The problem is more that the construct is basically the same for every virus to be targeted. So you take it to treat HIV, hepititis, pandemic flu etc. And when you use it to treat one of these you probably aren't becoming immune to the disease in question so someone might get HIV a second/third time (because some people are idiots). However, sensitivity might develop the second or third time it is used for anything. HIV is sort of a special case though since it suppresses the immune system. Humoral response would be B-cells but they might not activate properly with the T-cells wiped out. Anyhow, this is all hypothetical. Actually getting these proteins into cells in a human is a lot harder than getting them into cells on a plate.
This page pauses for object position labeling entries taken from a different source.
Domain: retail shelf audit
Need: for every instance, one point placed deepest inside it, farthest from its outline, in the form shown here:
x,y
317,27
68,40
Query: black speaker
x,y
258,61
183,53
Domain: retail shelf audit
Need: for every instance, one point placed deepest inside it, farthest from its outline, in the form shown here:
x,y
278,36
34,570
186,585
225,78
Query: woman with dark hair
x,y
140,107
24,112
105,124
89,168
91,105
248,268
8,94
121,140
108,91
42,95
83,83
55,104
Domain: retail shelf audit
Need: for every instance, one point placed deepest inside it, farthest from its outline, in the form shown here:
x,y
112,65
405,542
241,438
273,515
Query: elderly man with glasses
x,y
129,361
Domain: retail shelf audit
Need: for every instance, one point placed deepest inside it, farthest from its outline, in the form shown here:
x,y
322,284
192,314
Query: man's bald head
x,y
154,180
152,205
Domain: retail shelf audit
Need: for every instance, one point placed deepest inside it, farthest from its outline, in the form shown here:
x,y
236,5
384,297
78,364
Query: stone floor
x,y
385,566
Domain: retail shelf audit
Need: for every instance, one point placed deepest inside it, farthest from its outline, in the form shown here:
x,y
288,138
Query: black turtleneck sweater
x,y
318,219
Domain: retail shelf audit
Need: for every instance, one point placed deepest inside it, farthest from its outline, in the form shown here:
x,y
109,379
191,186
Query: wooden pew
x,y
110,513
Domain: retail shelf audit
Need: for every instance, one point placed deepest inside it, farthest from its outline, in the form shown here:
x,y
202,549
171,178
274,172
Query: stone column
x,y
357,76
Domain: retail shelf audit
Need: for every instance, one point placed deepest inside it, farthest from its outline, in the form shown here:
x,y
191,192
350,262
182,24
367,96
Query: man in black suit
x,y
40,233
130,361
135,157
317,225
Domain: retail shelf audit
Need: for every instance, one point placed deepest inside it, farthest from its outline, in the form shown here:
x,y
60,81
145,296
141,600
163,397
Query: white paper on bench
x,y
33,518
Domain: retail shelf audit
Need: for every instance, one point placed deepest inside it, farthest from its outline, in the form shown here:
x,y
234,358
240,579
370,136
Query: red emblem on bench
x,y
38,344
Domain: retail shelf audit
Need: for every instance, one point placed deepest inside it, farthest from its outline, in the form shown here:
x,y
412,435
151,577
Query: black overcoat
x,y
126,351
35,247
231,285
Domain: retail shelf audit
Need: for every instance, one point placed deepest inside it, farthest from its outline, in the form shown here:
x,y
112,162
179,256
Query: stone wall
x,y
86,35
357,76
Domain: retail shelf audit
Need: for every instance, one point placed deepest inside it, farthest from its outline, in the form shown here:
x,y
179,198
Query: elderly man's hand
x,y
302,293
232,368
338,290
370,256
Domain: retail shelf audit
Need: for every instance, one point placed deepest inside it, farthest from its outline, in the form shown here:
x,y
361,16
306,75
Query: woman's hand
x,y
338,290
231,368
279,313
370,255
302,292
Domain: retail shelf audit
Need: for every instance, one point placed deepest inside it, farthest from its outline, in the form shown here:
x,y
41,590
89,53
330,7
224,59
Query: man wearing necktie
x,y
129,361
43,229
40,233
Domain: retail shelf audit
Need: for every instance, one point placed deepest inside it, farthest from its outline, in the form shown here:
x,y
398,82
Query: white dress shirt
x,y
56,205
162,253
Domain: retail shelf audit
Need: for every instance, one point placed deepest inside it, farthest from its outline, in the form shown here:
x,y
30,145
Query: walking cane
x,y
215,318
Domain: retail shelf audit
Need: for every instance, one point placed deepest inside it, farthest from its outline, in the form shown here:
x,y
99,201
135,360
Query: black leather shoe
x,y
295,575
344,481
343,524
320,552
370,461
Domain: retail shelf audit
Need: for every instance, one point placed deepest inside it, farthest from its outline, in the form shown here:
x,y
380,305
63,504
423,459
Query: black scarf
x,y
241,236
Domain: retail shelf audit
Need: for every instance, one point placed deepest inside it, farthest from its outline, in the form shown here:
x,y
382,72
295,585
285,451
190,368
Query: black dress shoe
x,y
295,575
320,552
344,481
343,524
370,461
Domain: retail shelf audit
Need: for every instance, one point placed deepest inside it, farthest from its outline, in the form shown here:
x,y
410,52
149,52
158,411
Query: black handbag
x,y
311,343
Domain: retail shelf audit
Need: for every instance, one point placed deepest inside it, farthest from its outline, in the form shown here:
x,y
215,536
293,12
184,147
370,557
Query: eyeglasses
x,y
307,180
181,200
Oh come on... PLoS ONE peer review is as good as anywhere else (which sadly is still pretty bad). The only thing odd about PLoS ONE is the don't really filter based on impact or field. Also, plenty of quality journals are open access (Lancet), delayed open access (NEJM) or allow authors to pay for the privilege of their paper being freely available. I don't see how that casts the veracity of the article into doubt. That said, I agree, the fact that a paper the purports to be so ground breaking was submitted to a fairly low impact journal is a little fishy. It seems a bit premature for NEJM, JAMA, or Lancet given that the work was with mouse cancer lines and lung fibroblasts (possibly others), but I would have expected Science, Nature or Cell. I read through the paper and it seems decently solid, they do seem to have a bit of toxicity and the cells were pretreated with the drug in a bunch of the graphs so the data doesn't really represent a viral 'cure'. Did anyone notice anything else that might have caused them to aim low?
I can think of a few mutations/adaptions that might work. One of the simplest would be for viruses to acquire, possibly from the treatment, an inactive chunk of the drug/protein. If this chunk is secreted it may induce an antigenic response against an epitope on the peptide. The end result is that the host would develop a humoral response against the drug, coating it in antibodies and blocking its activity. Honestly, the virus might not need to do anything, people might just develop a sensitivity if they get injected a few times.